Horn’s plan isn’t brand-new – he’s been writing about it for a couple of years. But it should have particular resonance for federal policymakers who are looking to make significant policy breakthroughs in the next few years. In a nutshell, Horn – who coauthored Disrupting Class: How Disruptive Innovation Will Change the World Learns with Clay Christensen – wants to move away from what he terms the “all or nothing” regime for federal Title IV eligibility, in which colleges either clear the funding-access bar or don’t. This creates a perverse incentive, he says, because the policy goal of widening college access means that Title IV standards can’t be too high without large numbers of students and institutions being excluded. What’s more, current federal financial aid regulations discourage innovation because they give students no incentives to make quality-cost tradeoffs. As Horn and several co-authors wrote last year in a Center for American Progress report, “It is no easier for students to get loans to colleges that offer a stellar return on investment than it is to get them for colleges that offer a poor one.”

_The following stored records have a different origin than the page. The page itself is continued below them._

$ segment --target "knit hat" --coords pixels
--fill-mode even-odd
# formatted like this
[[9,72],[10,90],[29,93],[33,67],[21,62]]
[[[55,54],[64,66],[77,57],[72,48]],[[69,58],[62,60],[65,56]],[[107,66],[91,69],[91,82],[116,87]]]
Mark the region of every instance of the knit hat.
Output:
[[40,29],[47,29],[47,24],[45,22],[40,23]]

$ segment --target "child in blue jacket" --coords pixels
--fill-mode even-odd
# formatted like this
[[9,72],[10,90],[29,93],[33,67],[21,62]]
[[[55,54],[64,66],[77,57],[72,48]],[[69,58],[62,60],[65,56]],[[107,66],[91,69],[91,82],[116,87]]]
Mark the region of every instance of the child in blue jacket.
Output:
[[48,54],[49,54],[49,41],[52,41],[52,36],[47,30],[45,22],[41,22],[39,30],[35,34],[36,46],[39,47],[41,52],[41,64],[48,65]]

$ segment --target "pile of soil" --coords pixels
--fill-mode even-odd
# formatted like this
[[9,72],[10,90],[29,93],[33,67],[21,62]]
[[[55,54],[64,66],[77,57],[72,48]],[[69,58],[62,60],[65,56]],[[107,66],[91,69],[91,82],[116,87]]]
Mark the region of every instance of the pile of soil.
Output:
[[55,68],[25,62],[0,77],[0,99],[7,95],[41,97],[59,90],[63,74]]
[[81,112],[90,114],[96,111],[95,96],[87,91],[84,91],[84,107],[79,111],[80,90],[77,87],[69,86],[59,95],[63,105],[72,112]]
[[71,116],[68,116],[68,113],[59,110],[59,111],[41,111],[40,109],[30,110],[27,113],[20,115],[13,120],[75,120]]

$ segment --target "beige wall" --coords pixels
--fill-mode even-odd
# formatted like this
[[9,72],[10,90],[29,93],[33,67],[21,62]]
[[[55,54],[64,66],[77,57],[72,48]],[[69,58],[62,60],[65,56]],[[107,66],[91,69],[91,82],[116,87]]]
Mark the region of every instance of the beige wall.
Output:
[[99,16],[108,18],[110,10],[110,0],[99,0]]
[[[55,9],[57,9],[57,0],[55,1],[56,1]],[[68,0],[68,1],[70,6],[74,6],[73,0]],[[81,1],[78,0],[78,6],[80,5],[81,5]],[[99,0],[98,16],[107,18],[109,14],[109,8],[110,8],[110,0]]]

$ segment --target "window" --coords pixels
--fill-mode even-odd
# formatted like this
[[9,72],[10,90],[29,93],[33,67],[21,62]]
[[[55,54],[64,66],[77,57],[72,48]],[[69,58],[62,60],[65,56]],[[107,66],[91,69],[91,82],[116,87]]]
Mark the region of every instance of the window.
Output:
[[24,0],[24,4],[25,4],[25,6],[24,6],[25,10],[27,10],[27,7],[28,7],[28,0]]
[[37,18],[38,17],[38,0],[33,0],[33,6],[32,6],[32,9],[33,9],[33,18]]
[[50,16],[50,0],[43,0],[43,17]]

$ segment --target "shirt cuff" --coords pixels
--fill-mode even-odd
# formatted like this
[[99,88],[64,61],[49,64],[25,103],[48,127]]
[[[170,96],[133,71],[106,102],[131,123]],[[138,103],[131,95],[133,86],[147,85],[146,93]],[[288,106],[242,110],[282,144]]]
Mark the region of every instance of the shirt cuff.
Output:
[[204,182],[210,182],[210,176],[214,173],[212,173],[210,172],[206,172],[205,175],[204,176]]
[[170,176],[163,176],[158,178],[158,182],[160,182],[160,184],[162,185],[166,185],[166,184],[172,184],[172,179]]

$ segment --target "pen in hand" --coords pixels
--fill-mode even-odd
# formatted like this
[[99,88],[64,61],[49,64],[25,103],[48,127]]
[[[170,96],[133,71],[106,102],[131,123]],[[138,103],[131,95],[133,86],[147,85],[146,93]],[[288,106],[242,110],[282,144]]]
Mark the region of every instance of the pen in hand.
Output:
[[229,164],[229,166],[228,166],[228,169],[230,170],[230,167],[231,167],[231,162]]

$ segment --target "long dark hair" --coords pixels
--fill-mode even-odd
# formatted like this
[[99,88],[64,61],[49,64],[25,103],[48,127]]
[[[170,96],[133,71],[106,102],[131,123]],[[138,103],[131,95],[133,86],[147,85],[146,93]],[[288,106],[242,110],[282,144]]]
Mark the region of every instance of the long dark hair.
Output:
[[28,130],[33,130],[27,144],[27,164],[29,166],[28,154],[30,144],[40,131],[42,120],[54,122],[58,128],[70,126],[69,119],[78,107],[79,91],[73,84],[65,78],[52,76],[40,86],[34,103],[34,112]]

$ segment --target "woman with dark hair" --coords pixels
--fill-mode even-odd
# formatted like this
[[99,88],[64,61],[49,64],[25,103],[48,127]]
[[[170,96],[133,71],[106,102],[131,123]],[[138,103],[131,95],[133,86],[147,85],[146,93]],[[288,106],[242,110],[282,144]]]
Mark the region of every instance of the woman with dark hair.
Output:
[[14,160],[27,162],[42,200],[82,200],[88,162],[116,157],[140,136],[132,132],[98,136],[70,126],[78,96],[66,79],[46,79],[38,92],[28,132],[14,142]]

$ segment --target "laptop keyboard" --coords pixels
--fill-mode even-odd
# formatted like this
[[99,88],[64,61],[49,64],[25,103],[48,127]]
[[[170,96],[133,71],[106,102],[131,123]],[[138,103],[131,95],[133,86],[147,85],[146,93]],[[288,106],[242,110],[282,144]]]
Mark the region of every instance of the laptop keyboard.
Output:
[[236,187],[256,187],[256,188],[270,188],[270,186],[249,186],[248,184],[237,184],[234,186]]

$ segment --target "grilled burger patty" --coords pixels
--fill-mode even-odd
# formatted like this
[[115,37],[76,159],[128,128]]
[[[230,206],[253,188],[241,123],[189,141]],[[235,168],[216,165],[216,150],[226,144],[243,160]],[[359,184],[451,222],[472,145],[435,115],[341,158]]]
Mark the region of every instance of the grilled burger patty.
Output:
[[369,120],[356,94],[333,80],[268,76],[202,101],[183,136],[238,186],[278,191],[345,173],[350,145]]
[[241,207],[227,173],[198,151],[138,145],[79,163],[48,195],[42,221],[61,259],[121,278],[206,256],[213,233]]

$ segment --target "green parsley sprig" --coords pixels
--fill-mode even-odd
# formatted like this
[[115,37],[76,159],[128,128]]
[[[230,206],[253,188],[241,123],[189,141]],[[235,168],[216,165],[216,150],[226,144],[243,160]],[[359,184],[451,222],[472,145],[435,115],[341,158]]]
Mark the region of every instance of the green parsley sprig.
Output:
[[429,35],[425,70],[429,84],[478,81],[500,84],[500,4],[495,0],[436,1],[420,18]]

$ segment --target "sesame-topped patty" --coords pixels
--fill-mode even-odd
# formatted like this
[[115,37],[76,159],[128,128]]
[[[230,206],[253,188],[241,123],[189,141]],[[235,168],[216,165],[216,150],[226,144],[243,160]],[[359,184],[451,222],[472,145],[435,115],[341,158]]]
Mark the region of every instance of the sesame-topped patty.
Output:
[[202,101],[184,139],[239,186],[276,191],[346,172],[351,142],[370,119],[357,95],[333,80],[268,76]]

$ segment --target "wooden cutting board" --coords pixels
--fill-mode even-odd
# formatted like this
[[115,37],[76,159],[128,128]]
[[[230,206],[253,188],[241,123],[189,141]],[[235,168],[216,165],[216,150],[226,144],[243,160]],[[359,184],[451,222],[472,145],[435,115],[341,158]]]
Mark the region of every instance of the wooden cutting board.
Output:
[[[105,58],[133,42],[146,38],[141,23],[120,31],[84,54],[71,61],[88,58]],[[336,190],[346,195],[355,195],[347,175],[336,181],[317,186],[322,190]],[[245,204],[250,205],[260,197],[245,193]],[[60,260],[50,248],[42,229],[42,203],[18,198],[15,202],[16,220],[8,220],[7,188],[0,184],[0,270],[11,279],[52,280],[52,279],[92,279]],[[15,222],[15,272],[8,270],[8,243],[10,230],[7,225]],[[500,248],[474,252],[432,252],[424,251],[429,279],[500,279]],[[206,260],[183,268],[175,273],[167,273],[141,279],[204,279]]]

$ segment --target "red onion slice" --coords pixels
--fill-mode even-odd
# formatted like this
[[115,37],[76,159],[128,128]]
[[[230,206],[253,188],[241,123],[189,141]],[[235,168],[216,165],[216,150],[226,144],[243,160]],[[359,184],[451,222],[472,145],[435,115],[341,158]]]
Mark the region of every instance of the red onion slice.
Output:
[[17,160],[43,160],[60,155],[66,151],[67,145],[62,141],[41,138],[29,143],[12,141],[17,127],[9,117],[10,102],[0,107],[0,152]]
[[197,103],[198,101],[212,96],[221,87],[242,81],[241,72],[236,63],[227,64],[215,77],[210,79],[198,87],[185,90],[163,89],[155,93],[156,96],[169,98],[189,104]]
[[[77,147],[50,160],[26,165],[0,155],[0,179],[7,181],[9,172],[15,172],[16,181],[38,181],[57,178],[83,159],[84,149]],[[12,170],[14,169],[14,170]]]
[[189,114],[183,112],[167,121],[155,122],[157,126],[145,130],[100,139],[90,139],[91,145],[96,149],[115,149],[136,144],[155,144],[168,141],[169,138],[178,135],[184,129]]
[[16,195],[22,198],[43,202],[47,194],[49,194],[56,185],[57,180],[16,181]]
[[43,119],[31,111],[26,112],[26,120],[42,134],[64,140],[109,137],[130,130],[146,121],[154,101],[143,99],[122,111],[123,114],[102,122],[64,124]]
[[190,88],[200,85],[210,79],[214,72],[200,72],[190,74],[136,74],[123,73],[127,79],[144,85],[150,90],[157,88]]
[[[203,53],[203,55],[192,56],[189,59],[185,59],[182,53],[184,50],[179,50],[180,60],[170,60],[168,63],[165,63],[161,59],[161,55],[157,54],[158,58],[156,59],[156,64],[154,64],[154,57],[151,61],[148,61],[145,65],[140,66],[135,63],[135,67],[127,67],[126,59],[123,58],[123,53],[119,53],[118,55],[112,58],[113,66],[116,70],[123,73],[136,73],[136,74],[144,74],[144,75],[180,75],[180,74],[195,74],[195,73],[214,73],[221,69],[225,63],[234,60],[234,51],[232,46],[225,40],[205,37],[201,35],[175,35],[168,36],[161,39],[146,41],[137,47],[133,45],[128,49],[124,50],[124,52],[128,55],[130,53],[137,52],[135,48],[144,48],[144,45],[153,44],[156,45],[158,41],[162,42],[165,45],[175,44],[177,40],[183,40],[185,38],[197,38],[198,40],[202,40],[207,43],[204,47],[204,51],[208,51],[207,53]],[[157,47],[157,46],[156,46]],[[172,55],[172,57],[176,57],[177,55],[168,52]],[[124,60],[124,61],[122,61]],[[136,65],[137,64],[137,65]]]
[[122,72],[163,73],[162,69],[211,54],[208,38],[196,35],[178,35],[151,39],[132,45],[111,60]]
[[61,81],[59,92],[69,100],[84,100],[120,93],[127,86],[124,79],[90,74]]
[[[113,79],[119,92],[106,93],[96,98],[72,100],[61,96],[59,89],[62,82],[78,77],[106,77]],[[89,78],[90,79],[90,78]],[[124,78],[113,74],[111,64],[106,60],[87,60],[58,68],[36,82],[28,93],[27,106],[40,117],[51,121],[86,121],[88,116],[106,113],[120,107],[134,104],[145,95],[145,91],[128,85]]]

Horn’s solution? A Quality-Value Index that creates a sliding scale for federal financial aid eligibility, both for traditional institutions and for the for-profit colleges that are currently subject to the much-debated “gainful employment” rules. It would be based on some version of four core measures: job placement rates, perhaps three or six months after graduation; post-graduation salary over time, divided by the total cost per degree; student satisfaction – would they choose to repeat their experience? – as measured by a survey; and an institution’s cohort default rate, adjusted for students’ credit risk. With these elements in place, a university in the top 25 percent of the QV ranking could receive 100 percent of its revenue from Title IV. An institution in the bottom 25 percent could receive only half its revenue from Title IV, with those in the middle eligible for varying degrees of support. Students would have an easier time receiving financing at schools that are top performers, so the QV Index would give them far greater incentives than they have today to seek out institutions where they can get more bang for the buck.
I have no illusions that Horn’s plan, a radical departure from the status quo, would be an easy sell. And naturally it would require a significant amount of fleshing-out. But a model along these lines has much to commend. On the one hand, it gives the government a significant and appropriate gatekeeper role. At the same time, it offers a flexible regulatory approach that opens up the higher ed market to new providers who can prove their effectiveness while pushing existing colleges and universities to do much better. If policymakers really want to tackle the shortcomings of today’s postsecondary system, a careful focus on incentives – and close consideration of plans like the QV Index – would be a good place to start.